Lezione della prof. Bignami

Artista americano R.Rauschenberg. Opera più importante: “Bed”, 1955, Moma di New York

combine­paintings= combinazione di pittura ed oggetti. Opere miste in cui si ricorre sia a tecniche pittore

tradizionali che ad oggetti del mondo reale, quindi si unisce pittura e scultura.

Clima culturale che ogni artista sviluppa in modo diverso, a partire dal secondo dopoguerra.

C’è un continuo sovrapporsi, senza gerarchia, di “arte alta” e “arte bassa”.

Corrente “New dada” (definita così nei manuali): è la ripresa, agli inizi degli anni ‘50 a New York, dei modi

che hanno caratterizzato il dadaismo storico degli anni ‘10 del 1900 (x es. Duchamp), c’è una nuova

attenzione verso l’oggetto di uso quotidiano.

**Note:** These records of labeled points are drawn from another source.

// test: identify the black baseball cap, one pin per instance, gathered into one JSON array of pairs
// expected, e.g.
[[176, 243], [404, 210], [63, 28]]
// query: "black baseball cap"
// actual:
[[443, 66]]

Il termine “New dada” viene usato per la prima volta sulla rivista Art News nel 1958, sulla quale vengono

inseriti Rauschenberg, Jasper Johns, Cy Twombly. Il New dada si configura come un movimento di

passaggio tra Action painting (Pollock) e la Pop Art (recupero dell’oggetto).

Rauschenberg nasce il 22/10/1925 a Port Arbur (Texas). Studia farmacia nell’università di Austin, poi molla

gli studi. Va a studiare a Parigi nel 1948.

Verso la fine degli anni ‘40 e all’inizio degli anni ‘50, il centro dell’arte inizia ad essere New York.

Rauschenberg torna in USA e studia al Black Mountain College di Asheville, scuola all’avanguardia che

prendeva ispirazione dal Bauhaus europeo. Si affeziona molto alle lezioni di Josef Albors. In inverno inizia a

frequentare l’Arts Students Leauge di New York.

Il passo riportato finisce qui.